Polymorphic viruses are not new. The first polymorphic virus was written in 1990 by Mark Washburn. You'd think that the AV vendors with 16 years to prepare would have been able to do something effective to counter them and you'd think wrong. A polymorphic computer virus is one that changes itself when it reproduces. Actually if you are an expert in the evolution of viruses you'll also know that there are also metamorphic viruses which rewrite themselves completely (rather than just make a little change) when they reproduce, but we're not concerned with them here. No need to go metamorphic when polymorphic is so effective.

As you will know, if you read these blog postings regularly, AV technology is a crock. It doesn't protect its users against new viruses—the so called "zero day threats". I'm not sure who invented the term "Zero Day Threat" but I'm moved to smile every time I see it written. "Zero day" means "you're screwed". Now if you happen to be a polymorphic virus then every day is a new "zero day"—at least it is if the AV software you are up against only uses signatures.

But, truth to tell, some AV products use "statistical pattern analysis" of the virus body to try to recognize a polymorph.

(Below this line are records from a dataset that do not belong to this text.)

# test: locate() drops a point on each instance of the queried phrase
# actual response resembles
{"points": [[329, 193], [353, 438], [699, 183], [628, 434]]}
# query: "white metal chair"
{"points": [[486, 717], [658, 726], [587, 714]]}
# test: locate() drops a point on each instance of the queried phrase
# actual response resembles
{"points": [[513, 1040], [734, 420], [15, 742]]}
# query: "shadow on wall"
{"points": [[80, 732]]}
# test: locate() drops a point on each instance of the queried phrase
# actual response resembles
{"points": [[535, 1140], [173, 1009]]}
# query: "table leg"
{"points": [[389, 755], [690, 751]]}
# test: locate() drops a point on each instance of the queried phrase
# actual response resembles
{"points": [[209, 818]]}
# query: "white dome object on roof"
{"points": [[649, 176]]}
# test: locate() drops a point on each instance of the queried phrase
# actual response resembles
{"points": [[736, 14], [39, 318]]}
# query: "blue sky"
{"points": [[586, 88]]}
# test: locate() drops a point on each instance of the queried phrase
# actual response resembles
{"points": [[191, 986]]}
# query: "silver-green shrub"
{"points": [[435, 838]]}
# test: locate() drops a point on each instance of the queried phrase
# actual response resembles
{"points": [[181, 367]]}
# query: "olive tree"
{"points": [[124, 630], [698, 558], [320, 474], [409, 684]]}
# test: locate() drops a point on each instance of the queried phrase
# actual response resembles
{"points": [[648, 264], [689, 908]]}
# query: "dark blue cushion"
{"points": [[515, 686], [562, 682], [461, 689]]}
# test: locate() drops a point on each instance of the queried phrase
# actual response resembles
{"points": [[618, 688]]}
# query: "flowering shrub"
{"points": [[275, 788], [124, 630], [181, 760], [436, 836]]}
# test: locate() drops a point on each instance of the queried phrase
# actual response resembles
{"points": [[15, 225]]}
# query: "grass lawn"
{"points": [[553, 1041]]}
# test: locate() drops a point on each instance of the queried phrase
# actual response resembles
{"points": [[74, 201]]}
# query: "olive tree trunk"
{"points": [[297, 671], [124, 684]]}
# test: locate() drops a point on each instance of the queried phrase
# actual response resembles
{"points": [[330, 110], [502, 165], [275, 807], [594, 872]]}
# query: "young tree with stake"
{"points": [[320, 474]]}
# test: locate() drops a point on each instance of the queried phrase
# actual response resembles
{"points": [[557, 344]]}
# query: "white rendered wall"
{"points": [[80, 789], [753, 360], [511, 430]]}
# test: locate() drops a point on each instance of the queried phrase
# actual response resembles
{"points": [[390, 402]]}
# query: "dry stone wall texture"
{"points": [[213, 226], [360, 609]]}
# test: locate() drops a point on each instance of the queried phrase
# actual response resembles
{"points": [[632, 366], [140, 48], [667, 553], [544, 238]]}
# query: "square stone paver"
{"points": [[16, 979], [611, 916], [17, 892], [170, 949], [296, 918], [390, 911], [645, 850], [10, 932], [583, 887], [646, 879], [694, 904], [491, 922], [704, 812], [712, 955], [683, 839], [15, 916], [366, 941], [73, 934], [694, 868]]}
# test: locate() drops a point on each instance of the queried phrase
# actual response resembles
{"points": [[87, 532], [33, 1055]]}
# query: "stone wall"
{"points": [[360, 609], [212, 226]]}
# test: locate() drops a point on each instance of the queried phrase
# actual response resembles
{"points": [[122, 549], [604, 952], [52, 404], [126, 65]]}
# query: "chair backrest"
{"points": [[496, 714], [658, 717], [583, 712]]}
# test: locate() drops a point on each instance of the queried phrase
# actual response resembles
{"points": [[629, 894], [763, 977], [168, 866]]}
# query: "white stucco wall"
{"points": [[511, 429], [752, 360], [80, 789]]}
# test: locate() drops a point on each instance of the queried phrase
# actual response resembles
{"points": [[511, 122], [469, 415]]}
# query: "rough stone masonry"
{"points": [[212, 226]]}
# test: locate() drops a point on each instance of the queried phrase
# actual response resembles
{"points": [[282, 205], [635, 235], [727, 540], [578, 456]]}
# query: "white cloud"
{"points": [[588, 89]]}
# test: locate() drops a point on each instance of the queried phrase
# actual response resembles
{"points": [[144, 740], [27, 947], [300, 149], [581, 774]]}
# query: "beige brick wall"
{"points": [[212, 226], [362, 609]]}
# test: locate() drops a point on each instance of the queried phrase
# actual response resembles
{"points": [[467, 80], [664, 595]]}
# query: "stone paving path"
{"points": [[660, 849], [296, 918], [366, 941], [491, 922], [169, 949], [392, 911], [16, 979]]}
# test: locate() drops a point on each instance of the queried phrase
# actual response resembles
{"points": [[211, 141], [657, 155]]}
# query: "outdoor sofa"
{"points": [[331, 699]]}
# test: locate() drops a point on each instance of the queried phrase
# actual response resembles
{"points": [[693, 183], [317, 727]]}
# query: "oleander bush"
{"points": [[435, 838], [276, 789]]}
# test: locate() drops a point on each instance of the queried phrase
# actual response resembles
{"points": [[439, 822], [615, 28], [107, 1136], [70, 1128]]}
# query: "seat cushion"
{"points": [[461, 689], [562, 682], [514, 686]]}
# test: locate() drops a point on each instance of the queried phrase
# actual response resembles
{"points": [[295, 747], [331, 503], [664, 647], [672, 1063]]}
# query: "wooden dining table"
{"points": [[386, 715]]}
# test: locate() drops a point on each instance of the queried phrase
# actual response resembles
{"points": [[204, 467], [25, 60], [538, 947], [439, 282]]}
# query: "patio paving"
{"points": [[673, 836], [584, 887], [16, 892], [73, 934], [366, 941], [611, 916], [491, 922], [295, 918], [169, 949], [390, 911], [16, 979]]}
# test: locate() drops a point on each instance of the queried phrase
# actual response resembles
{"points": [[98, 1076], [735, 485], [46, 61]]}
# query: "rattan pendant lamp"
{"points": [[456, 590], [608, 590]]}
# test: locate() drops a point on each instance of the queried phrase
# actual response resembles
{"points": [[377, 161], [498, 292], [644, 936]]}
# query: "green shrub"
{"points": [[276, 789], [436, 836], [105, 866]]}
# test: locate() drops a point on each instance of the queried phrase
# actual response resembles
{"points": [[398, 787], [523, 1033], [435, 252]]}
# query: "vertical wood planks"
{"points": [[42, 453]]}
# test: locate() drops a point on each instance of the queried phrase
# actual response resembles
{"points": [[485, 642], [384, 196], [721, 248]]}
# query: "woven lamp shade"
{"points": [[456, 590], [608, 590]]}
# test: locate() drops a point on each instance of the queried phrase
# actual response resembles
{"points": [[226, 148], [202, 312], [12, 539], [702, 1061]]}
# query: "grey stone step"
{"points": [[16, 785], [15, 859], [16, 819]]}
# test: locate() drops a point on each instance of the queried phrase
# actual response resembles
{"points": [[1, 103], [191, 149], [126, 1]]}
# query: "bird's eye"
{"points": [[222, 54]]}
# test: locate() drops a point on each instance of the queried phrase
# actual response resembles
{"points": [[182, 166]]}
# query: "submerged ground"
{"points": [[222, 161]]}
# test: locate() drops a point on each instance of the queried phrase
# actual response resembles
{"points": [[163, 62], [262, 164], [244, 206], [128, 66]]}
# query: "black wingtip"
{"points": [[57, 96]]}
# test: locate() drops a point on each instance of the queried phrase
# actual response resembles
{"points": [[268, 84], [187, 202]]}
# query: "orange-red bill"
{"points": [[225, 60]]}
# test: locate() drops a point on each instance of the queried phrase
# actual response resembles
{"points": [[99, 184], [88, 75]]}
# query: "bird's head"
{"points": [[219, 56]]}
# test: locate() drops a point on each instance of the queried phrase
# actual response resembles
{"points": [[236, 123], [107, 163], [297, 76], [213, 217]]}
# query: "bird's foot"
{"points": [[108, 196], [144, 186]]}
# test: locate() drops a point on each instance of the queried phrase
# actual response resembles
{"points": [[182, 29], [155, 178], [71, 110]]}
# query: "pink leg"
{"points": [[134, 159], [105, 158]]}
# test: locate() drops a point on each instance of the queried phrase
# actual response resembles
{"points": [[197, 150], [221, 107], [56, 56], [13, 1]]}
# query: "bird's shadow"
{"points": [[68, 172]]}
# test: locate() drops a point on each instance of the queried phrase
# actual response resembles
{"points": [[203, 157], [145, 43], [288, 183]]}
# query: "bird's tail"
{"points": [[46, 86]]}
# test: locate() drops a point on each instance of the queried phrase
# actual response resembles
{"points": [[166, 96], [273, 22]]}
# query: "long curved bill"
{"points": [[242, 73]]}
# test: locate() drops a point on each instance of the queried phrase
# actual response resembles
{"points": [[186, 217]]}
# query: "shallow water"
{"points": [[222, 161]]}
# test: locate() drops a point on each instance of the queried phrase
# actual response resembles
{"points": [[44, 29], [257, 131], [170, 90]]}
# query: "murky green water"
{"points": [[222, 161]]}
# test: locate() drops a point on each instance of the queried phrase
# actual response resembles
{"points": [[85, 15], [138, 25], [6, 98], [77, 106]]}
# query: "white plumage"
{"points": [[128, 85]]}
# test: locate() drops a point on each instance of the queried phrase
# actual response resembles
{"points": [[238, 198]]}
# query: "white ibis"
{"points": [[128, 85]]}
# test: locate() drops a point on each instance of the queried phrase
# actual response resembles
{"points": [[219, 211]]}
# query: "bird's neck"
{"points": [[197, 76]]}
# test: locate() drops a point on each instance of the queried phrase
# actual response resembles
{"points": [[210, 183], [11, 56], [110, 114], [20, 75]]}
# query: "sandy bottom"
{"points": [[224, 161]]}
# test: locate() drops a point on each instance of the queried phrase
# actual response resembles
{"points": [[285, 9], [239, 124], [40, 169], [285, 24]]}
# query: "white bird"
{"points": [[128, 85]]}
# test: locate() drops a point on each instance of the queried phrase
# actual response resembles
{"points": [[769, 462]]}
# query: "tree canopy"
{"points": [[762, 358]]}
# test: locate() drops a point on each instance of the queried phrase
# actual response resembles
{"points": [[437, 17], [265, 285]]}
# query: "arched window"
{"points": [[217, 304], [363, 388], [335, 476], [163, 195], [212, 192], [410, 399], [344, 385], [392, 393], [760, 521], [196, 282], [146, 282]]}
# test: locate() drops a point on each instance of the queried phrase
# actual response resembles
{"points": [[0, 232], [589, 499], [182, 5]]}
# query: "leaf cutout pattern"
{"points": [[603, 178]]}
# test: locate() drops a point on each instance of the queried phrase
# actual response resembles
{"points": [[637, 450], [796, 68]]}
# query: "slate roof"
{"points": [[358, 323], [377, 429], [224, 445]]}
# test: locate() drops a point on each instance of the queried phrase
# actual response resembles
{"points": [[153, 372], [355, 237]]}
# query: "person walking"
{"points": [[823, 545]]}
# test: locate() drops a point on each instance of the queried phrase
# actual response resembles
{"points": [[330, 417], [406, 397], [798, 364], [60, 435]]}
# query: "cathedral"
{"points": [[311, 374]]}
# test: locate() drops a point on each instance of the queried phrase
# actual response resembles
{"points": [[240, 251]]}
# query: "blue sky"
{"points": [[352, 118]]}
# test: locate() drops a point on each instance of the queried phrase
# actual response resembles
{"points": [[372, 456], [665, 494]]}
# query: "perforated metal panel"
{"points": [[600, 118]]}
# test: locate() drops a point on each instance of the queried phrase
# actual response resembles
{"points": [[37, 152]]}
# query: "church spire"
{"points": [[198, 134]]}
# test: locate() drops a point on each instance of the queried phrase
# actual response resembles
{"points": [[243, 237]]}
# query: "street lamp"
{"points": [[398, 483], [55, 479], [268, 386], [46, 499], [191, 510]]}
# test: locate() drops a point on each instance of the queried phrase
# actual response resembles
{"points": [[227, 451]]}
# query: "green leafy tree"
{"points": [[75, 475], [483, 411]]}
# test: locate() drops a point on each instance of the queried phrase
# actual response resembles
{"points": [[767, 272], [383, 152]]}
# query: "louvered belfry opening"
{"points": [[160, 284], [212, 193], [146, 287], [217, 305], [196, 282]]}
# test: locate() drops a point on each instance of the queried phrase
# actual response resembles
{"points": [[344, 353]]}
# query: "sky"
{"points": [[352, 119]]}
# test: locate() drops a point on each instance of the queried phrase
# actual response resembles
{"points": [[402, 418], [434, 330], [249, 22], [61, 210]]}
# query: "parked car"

Does it work? Well it wont work against a metamorph anyway and it will only work against a polymorph if the polymorph doesn't implement too many radical changes. That's why the AV vendors went into blind panic early this year when the Storm Worm (named after Halle Berry in the XMen I was hoping, but not so) emerged.

When the Storm Worm (by the way, it was misnamed because it wasn't a worm) was originally spotted on January 18th this year, it had 350 variants. Four days later, the number of slightly-different versions jumped to more than 7,300. By the end of January there were more than 54,000 varieties. Worse than that, most of the variants didn't last more than 3 hours so if you (as an AV vendor) produced a signature, then it was irrelevant in respect of further infections, before it was ever implemented. Are you getting the picture?

Last year somewhere between 80,000 and 100,000 new viruses appeared, and here's one little polymorph that creates 54,000 new viruses in the space of thirteen days. If your AV product is signatures-only then all I've got to say to you is "zero day". But actually some of its variants seem to have got past all the AV products.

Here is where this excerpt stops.